Secrets de famille

L’éternel cannibalisme des cueilleurs de moules

La famille, chez Bruno Dumont, réalisateur et scénariste.


Dans ses travaux Ptit Quinquin et Ma Loute, Bruno Dumont semble avoir trouvé un nouveau langage cinématographique.

Son style, abstrait, noir et régional, s’est ouvert à la lumière de la fantaisie familiale. La recette, assez unique, est celle de pittoresques farces policières.
Dans un petit village de pêcheurs sur la Côte d’Opale, plusieurs disparitions attirent l’attention de deux policiers un peu largués, sortes de Laurel et Hardy ch’tits.

Leur enquête avance – ou plutôt recule – au contact de deux familles aussi dégénérées l’une que l’autres : les Brufort, passeurs et pêcheurs de moules, et les Van Peteghem, riches bourgeois nichés sur les auteurs de la baie.

Dans cet entre-soi moribond, deux jeunes gens tombent amoureux : Billie la fille androgyne des Van Peteghem et Ma Loute, le fils des Brufort.
Les gueules cassées de ce bout de terre confient à la caméra leurs dents noires, leurs oreilles décollées.
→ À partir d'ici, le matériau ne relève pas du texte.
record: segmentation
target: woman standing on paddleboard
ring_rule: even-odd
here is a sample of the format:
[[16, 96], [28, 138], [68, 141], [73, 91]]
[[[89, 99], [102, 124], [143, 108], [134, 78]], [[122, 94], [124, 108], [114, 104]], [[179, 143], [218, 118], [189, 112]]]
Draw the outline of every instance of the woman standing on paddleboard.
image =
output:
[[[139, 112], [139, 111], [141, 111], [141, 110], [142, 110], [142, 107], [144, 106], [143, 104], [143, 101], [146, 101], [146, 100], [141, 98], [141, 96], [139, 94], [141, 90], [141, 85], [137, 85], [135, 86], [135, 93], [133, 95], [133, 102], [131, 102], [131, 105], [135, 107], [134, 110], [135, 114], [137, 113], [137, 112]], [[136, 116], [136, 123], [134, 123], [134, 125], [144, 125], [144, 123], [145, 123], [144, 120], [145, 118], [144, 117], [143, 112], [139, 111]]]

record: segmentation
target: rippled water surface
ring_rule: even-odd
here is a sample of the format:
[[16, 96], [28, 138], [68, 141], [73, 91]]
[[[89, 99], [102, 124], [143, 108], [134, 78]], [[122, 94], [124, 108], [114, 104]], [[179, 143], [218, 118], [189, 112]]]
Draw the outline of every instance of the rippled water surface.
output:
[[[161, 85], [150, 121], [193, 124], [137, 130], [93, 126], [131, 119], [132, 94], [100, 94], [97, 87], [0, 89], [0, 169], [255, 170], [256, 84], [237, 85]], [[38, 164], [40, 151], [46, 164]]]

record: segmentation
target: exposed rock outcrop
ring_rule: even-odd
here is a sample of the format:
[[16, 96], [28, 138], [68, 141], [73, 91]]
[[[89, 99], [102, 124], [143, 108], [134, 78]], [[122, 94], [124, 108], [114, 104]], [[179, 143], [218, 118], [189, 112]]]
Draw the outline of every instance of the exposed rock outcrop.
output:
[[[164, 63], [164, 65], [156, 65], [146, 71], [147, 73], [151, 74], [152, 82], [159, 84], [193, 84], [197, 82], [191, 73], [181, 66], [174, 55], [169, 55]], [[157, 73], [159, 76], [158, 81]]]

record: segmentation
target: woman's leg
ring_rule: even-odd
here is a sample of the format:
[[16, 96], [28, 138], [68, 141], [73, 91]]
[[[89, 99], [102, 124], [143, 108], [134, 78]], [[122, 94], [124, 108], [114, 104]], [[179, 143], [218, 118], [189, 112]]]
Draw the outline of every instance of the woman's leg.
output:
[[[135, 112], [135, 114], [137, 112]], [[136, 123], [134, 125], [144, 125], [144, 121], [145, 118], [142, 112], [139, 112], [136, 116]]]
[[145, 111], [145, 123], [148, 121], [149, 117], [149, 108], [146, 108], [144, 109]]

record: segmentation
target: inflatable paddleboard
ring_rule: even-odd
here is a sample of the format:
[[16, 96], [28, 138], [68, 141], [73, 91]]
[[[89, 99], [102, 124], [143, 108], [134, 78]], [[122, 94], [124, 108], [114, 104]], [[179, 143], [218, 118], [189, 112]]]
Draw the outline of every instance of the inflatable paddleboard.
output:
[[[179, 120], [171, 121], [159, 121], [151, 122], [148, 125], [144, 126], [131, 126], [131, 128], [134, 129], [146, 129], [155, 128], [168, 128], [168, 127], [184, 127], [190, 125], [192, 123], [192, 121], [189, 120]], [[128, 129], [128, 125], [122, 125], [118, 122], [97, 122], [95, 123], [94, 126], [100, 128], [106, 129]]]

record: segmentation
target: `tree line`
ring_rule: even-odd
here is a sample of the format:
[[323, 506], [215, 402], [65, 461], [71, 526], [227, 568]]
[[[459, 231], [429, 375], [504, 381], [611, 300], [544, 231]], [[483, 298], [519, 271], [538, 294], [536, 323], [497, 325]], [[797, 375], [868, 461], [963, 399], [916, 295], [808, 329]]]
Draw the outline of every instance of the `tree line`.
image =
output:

Entre deux silences penauds, ils hurlent un patois.

À côté de ces authentiques acteurs anonymes, pliés sur eux-même, raccourcis par leur bouffonnerie,
devisent les acteurs-stars.
Le cinéaste fait en effet appel à Luchini, Binoche et Bruni-Tedeschi (une première dans son tableau de chasse), pour incarner la famille bourgeoise.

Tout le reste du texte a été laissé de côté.